Everything was in place for Luis Hernández in 2000 when the then-Tricolor icon joined Major League Soccer's Los Angeles Galaxy. And everything is in order seven years later as Cuauhtémoc Blanco will sign a deal Tuesday to join MLS' Chicago Fire in July, after the Mexican season is complete.

Here's the bad news: Hernández was an utter flop. He drew attention for exactly one game and was then a non-factor at the gate.

In his Galaxy debut, 40,303 showed up at the Rose Bowl to watch a Galaxy-D.C. United match. But the Galaxy had just three games that season with more than 20,000: a Fourth of July encounter that drew 53,844; a match with Kansas City in August that drew 33,112 that Hernández didn't appear in; and a playoff game with the Wizards that lured 20,849.

Much has changed since then. MLS is entering its 12th year and will grab the world's attention when David Beckham joins the Galaxy this summer. Soccer-specific stadiums cover the league's landscape, which only add to the league's stability.

However, Mexican fans didn't flock to see Hernández in '00 and '01, nor have they fully embraced Chivas USA and its wide array of Mexican heroes, such as Claudio Suárez, Ramón Ramírez and Francisco Palencia. Furthermore, their impact hasn't carried over into Mexico.

In fact, Suárez said recently that while in Monterrey for a ceremony prior to Mexico's friendly against Paraguay, someone commented to him that he looked fit and asked him if he was exercising. In Mexico, MLS may as well be the Croatian First Division.

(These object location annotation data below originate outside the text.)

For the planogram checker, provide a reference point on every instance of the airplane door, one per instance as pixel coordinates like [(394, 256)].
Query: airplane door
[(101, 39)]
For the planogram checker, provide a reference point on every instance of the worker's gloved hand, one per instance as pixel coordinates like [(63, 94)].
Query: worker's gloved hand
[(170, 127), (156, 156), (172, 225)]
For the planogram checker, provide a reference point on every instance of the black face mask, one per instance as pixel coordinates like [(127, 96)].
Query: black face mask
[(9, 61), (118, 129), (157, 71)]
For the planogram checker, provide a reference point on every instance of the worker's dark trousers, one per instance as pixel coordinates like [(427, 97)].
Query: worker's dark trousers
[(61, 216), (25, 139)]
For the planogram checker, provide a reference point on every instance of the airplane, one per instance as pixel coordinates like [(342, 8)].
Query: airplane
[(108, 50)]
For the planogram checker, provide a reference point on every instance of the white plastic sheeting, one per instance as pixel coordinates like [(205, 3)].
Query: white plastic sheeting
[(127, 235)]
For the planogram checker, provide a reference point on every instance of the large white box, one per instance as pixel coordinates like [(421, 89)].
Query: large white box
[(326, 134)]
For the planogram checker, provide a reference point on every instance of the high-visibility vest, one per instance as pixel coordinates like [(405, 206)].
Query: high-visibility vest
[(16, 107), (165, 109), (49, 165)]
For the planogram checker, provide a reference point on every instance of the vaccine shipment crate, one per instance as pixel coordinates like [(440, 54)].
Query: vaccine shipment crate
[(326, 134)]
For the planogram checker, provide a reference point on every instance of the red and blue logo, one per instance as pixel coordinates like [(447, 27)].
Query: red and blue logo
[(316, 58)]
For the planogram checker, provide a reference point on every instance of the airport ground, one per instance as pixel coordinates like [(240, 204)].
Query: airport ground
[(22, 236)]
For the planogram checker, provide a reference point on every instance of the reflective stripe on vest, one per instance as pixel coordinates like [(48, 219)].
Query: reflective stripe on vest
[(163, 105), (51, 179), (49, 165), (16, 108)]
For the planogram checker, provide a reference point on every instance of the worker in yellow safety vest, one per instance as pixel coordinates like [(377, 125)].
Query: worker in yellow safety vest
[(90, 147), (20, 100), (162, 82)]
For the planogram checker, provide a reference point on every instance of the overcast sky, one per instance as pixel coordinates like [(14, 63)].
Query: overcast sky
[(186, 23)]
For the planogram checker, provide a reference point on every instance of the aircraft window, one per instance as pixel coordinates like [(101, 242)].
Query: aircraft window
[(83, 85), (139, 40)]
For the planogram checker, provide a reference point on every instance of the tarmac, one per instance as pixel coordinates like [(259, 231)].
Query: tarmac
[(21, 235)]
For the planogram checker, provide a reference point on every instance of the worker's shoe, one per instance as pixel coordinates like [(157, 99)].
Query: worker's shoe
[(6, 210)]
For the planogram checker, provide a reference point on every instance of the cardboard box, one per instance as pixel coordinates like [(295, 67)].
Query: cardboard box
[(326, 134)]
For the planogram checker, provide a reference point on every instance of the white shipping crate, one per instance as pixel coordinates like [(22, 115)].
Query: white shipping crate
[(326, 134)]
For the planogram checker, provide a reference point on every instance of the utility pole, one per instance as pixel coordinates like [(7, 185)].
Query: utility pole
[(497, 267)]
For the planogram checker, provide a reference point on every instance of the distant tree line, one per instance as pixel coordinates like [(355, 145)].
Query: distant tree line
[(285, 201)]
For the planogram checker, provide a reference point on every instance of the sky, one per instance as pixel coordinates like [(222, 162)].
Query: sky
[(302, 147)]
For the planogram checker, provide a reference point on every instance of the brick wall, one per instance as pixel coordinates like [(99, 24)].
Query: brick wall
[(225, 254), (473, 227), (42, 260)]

Recognizable Mexican players haven't helped MLS consistently draw Mexican fans in large numbers on this side of the border, either. Perhaps Mexican-Americans who prefer the Mexican First Division over MLS might follow Blanco's exploits in Chicago. But the born-in-Mexico, Club América-loving, Tri-crazy fan is not about to turn in his azulcrema shirt for a Fire jersey, no matter whose name is on the back.

On the field, Blanco has skills -- even at 34, that part is unquestionable. He was brought back into the Mexican national team as much for his popularity in Mexico as his form with América. Blanco helped the Águilas reach the Copa Libertadores with his play in InterLiga and has the club sitting with the second-most points in the current Clausura '07 season.

But past Mexican players have left MLS and gone on to perform well for club and country. Hernández and Jorge Campos each made the '02 World Cup team after leaving MLS. When Palencia left Chivas de Guadalajara, he hadn't been called into El Tri for a year, but rejoined the national team two months after leaving Chivas USA.

Complicating matters is Blanco's presence among U.S. fans. He's probably the most hated Mexican player in the U.S. Although Oswaldo Sánchez's cheap shot on Eddie Johnson on Feb. 7 has caused his own standing among Americans to plummet, Blanco is easily the lead villain, much more heinous to Americans than Hernández ever was. The image of Blanco standing over Pablo Mastroeni with a clenched fist during the U.S.-Mexico '02 World Cup game is still fresh in Americans' minds.

By landing Blanco, Chicago risks alienating its own fans in a blind attempt to reach the unreachable.